Paul himself writes instead that “all Scripture is inspired by God and is useful for teaching, for reproof, for correction, and for training in righteousness, so that everyone who belongs to God may be proficient, equipped for every good work” (2 Tim. 3:16-17). The Bible itself, in other words, does not claim to be useful for knowing the distance to the sun, or the cure for malaria, or the distinction between a star and a planet. Its goal is to make us people whose lives reflect God’s intentions. And it can do that even within the limitations of observational description. (That’s a good thing, because we needed godly people around long before our descriptions became scientifically objective.)
We may press the point even further. Unlike Paul, the Genesis author does not seem to be aware of the limitations on his own knowledge. In other words, not only does he not know; he does not know that he does not know. While his description of creation and cosmology is observational, he believes it to be objectively accurate. Moreover, his readers would have understood it as such, and his fellow biblical authors certainly did: As we have seen, the rest of the Bible follows this same observational cosmology. Nowhere in the Bible is it “corrected.”
So even if we are comfortable with the idea that the Bible can be the word of God even if its descriptions are observational, it may still bother us that the authors didn’t know that the cosmos isn’t actually as it appears. They weren’t writing from the position: “We don’t know what it’s really like, so we’ll just tell you what it looks like” (intentional phenomenology). They thought it really was like what it looked like (unintentional phenomenology), and in this respect they were wrong. So how can this be the word of God?
We may simply reply that if the authors of the Bible really had known what they didn’t know, then the human limitations on their knowledge actually would have been lifted. Ordinarily humans hold some beliefs uncertainly and others with certainty, but they are almost always wrong about some of the things they feel certain of. Moreover, they discover in their lifetimes that some of the things they thought were correct weren’t, but there are other things they go through their entire lives believing to be correct that only later generations will discover to have been inaccurate.
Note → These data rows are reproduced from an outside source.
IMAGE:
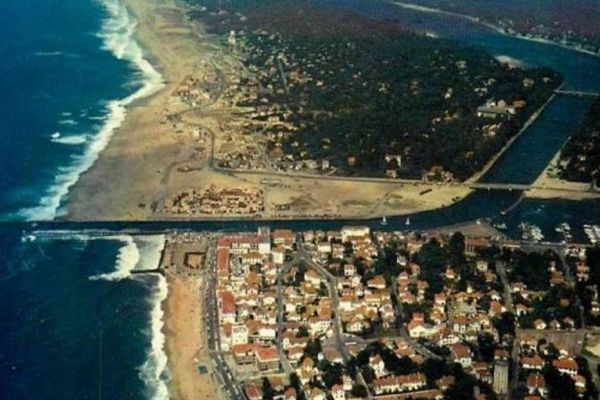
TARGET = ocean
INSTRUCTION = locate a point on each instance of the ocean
(67, 74)
(74, 324)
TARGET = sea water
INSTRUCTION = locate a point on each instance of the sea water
(68, 71)
(74, 322)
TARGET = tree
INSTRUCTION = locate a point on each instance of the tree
(505, 324)
(359, 391)
(302, 332)
(456, 248)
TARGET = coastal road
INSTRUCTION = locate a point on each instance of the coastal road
(337, 324)
(285, 363)
(230, 386)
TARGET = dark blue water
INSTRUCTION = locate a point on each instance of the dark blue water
(56, 82)
(68, 332)
(62, 64)
(66, 336)
(529, 155)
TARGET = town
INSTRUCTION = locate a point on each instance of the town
(355, 313)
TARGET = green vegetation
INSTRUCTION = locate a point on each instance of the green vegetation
(530, 268)
(371, 98)
(580, 157)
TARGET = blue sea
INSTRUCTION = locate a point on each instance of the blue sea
(69, 69)
(74, 322)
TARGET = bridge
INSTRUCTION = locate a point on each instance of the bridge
(501, 186)
(577, 93)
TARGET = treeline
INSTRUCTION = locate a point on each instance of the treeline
(366, 89)
(580, 157)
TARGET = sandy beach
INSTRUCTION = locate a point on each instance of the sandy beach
(150, 158)
(185, 343)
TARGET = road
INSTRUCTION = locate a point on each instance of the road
(230, 385)
(337, 323)
(285, 363)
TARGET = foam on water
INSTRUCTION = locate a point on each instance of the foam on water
(118, 36)
(127, 258)
(69, 122)
(71, 140)
(511, 61)
(153, 369)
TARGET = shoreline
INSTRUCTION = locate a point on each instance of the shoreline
(150, 148)
(494, 27)
(184, 341)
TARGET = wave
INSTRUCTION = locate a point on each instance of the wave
(117, 34)
(48, 53)
(127, 258)
(54, 54)
(69, 122)
(71, 140)
(511, 61)
(153, 370)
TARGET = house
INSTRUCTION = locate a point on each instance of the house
(349, 270)
(539, 324)
(226, 307)
(290, 394)
(253, 392)
(284, 237)
(324, 247)
(534, 363)
(278, 255)
(313, 277)
(566, 366)
(461, 354)
(399, 383)
(338, 393)
(378, 366)
(349, 232)
(266, 358)
(536, 384)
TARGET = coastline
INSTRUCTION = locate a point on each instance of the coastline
(184, 340)
(494, 27)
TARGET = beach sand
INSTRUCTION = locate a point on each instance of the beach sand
(549, 186)
(185, 344)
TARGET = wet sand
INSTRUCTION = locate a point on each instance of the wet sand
(185, 344)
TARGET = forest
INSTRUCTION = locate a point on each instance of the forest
(580, 157)
(374, 99)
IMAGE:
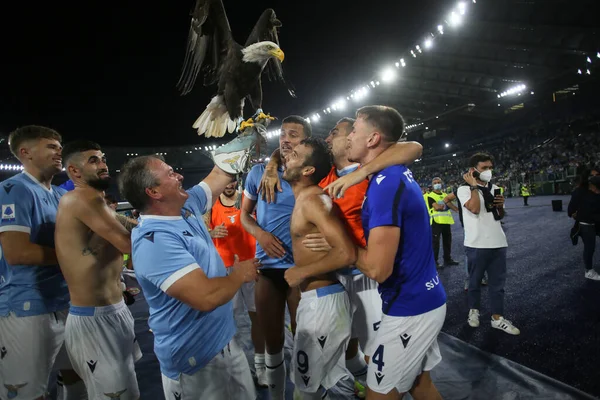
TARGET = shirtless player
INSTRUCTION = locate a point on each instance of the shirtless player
(323, 318)
(90, 241)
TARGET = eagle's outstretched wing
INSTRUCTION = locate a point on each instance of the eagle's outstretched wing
(209, 41)
(266, 29)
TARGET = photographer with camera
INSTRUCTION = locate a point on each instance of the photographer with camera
(485, 242)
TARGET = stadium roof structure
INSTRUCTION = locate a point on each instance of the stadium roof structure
(483, 60)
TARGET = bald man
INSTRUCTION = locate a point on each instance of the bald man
(90, 242)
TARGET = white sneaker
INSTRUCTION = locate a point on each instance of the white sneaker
(593, 275)
(505, 325)
(473, 318)
(261, 377)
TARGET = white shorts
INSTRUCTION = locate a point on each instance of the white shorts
(30, 347)
(322, 334)
(102, 347)
(226, 376)
(406, 346)
(366, 308)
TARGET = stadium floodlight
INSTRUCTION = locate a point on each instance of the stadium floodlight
(514, 90)
(388, 75)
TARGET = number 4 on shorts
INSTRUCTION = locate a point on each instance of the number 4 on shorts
(377, 358)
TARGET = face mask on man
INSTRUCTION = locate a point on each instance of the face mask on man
(485, 176)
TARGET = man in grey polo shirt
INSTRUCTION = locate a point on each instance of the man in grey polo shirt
(485, 241)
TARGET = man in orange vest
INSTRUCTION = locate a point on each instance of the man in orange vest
(231, 239)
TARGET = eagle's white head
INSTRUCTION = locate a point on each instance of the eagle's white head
(261, 52)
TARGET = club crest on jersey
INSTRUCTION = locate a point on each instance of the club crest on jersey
(13, 390)
(116, 395)
(8, 212)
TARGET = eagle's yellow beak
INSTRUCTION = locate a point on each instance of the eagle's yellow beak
(278, 54)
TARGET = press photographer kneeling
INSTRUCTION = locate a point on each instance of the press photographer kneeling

To expect the biblical authors to have had this perspective of later generations is once again expecting them to have been uncannily prescient. If you know everything, you’re omniscient; and if you know exactly what you do know and exactly what you don’t know, that’s also being omniscient, in another sense. But as we have already noted, the Bible itself does not ascribe omniscience to its authors, and this would be true in either sense. They were rather people who were “moved by the Spirit,” who received wisdom and insight from God.
So not only didn’t they know everything, they didn’t know what they didn’t know. There were some things they thought to be correct that weren’t. This conclusion is consistent with the Bible’s own description of its composition process.